Ce n'est évidemment pas par hasard si l'ordre d'Orange a choisi de faire parler de lui en usant de tactiques délibérément belliqueuses précisément cet été, en plein "processus de paix". Ce choix avait de toute évidence pour but de resserrer les rangs protestants derrière la hiérarchie orangiste.

Au moment du cessez-le-feu, les politiciens unionistes ont été confrontés à un problème nouveau. Tout semblait indiquer qu'une fraction de leur électorat protestant, au sein de la petite bourgeoisie libérale comme dans la classe ouvrière, avait cessé de voir dans l'unionisme une réponse aux problèmes de l'Irlande du Nord. S'agissant de la classe ouvrière, c'est ce qu'ont montré par exemple, à différentes reprises l'année dernière, les manifestations de travailleurs protestants contre des assassinats de travailleurs catholiques. Qui plus est, dans la période qui a suivi le cessez-le-feu, la méfiance générale exprimée par les travailleurs protestants à l'égard de Major a eu souvent tendance à englober tous les partis unionistes et leurs politiciens.

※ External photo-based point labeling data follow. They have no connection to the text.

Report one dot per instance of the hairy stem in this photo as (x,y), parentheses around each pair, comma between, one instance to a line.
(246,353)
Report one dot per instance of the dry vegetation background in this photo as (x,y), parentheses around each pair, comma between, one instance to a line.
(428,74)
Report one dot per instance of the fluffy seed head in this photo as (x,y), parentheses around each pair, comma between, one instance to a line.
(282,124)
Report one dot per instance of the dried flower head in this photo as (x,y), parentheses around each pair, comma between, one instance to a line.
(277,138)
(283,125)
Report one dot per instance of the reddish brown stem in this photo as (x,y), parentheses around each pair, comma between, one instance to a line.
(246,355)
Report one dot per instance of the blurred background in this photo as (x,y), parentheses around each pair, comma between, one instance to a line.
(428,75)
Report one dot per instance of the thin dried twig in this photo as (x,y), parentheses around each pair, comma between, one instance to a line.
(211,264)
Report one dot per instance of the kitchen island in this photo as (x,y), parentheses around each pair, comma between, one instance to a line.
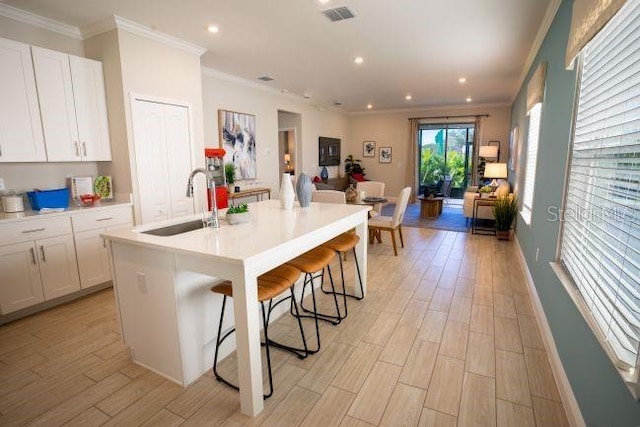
(167,313)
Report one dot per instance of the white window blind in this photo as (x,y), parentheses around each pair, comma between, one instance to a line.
(533,138)
(601,233)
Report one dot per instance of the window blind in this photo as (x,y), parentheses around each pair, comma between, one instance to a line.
(533,138)
(601,233)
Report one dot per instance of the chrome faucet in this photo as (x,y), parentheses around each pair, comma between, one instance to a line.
(213,220)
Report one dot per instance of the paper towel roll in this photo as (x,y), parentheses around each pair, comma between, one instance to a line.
(12,203)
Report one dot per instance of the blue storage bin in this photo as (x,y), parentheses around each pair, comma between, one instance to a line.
(58,198)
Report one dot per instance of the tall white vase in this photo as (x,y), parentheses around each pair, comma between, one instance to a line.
(287,195)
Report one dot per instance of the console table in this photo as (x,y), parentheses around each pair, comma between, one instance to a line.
(258,192)
(477,202)
(430,207)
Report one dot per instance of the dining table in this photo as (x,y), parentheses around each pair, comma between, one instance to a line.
(162,284)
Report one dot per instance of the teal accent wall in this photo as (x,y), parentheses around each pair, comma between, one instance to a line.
(603,397)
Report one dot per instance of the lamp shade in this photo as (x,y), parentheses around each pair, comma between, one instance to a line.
(495,170)
(490,151)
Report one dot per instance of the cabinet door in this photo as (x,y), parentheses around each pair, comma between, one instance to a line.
(176,124)
(152,162)
(58,266)
(20,128)
(93,261)
(20,284)
(57,106)
(91,108)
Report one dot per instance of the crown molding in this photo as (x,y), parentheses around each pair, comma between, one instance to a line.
(552,9)
(212,72)
(39,21)
(431,109)
(144,31)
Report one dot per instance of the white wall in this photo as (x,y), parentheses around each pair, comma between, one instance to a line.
(229,94)
(389,129)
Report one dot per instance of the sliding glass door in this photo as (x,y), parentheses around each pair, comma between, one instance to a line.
(446,152)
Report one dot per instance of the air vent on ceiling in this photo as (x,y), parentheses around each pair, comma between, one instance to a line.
(339,13)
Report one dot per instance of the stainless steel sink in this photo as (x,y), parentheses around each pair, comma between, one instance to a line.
(172,230)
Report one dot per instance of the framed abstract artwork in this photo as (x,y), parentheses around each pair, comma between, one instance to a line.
(369,149)
(237,133)
(384,155)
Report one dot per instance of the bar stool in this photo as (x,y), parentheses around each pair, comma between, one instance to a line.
(310,263)
(270,285)
(341,244)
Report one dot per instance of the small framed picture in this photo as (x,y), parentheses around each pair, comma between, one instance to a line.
(369,149)
(385,155)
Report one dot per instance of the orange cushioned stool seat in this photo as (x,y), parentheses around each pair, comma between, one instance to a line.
(314,261)
(270,285)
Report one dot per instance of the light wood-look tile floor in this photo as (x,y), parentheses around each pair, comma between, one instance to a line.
(446,337)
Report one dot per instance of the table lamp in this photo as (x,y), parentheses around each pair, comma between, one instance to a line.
(495,171)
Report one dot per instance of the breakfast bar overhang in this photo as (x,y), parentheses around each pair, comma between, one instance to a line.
(162,284)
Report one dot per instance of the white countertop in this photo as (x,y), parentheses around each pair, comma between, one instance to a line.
(8,217)
(270,229)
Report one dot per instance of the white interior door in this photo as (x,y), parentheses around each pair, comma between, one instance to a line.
(163,155)
(176,122)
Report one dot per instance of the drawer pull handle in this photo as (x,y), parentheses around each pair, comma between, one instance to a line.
(35,230)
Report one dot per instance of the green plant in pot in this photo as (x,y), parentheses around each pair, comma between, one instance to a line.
(230,175)
(485,191)
(505,210)
(238,214)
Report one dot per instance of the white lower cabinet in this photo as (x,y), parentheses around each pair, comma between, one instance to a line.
(35,267)
(43,259)
(93,260)
(20,283)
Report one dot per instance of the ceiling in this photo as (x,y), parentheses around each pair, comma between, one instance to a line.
(410,47)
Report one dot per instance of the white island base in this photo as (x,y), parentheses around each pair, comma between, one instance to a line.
(168,314)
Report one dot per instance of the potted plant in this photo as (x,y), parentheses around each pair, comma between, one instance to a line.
(238,214)
(485,191)
(230,175)
(504,212)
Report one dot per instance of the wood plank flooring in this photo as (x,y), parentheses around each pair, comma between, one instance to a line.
(446,337)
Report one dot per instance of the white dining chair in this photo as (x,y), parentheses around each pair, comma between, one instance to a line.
(391,223)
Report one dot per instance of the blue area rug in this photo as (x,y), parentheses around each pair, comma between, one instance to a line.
(451,218)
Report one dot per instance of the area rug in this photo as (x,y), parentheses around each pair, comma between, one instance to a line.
(451,218)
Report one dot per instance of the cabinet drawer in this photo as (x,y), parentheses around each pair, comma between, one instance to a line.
(101,219)
(24,231)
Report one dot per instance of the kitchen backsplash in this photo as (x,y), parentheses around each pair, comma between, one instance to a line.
(23,177)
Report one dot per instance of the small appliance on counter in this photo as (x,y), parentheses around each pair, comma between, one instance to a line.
(215,165)
(12,202)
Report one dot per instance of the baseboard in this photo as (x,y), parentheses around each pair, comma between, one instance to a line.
(569,401)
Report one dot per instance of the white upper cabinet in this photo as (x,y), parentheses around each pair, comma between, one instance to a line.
(73,106)
(20,128)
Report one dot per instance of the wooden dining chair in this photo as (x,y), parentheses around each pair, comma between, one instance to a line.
(391,223)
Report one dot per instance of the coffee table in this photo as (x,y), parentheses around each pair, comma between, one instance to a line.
(430,207)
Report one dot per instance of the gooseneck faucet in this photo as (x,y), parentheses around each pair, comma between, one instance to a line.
(213,220)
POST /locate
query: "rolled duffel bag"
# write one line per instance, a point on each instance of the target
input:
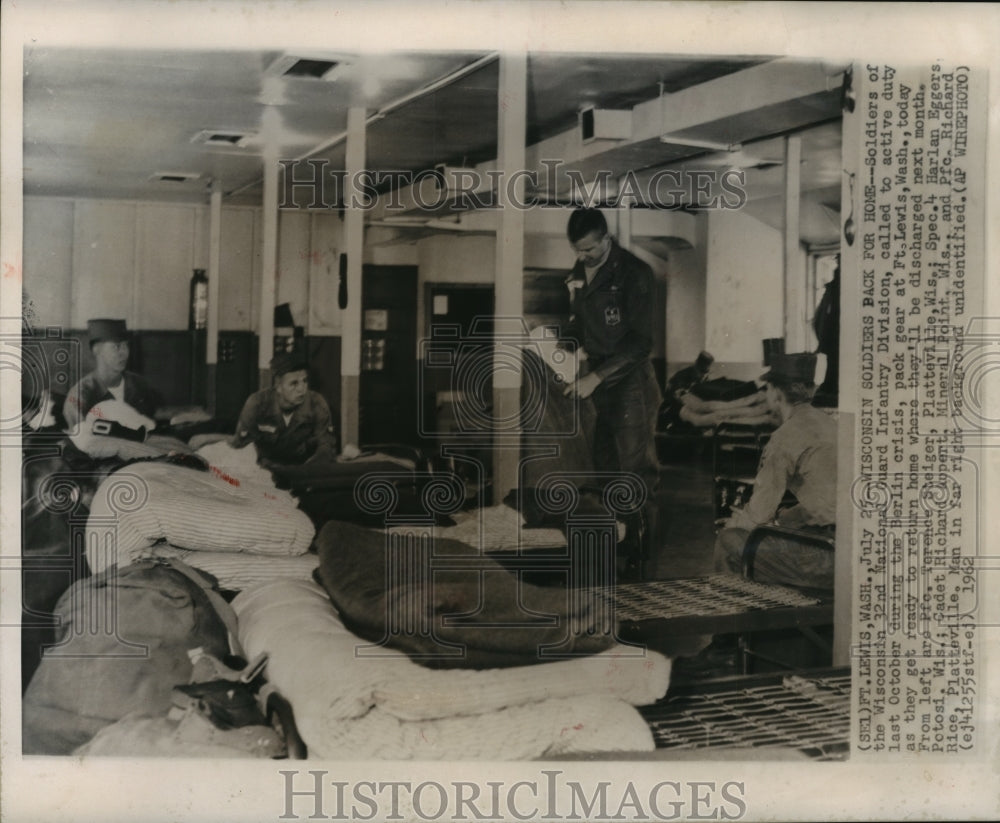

Le problème s'est compliqué pour les deux partis unionistes établis - le Parti Unioniste d'Ulster (UUP) de Molyneaux et le Parti Unioniste Démocratique (DUP) de Paisley - du fait de l'apparition, à leurs côtés, de nombreux groupes de moindre importance plus ou moins liés aux groupes paramilitaires et désireux de se créer rapidement une influence qui leur permette de s'asseoir à la table des négociations. Ces petits groupes, peu liés à l'establishment protestant, avaient évidemment moins de réticences à utiliser une démagogie populiste et n'ont pas hésité à tenir un langage plus radical que celui de leurs concurrents établis, dans l'espoir de capitaliser le mécontentement et la méfiance des travailleurs protestants. C'est ainsi par exemple que le nouveau Parti Unioniste Progressiste - que l'on peut considérer comme l'aile politique de la Force des Volontaires d'Ulster, l'une des deux principales organisations paramilitaires protestantes - a repris à son compte le langage et le style caractéristiques de la tradition du travaillisme anglais, très répandue dans le milieu syndical, et s'est mis à parler à tout bout de champ des "valeurs socialistes".

C'est sans doute en grande partie cette situation qui explique le durcissement de ton des dirigeants unionistes traditionnels. Il est significatif, par exemple, que le leader choisi par l'UUP, c'est-à-dire par l'appareil le plus lié à l'establishment protestant, lors de sa convention de septembre, ait été David Trimble, dont les principales lettres de noblesse sont d'avoir été de toutes les aventures "dures" des Unionistes depuis vingt ans et de s'être fait voir en première ligne des principaux affrontements de l'été.

Cela signifie-t-il, comme l'a prétendu la presse, que l'élection de Trimble reflète l'adoption d'une ligne dure par un UUP qui aurait décidé de tourner le dos au "processus de paix" ? Sûrement pas. L'establishment protestant a ses propres ambitions et objectifs dans le cadre de ce processus et il n'y a aucune raison pour qu'il y renonce.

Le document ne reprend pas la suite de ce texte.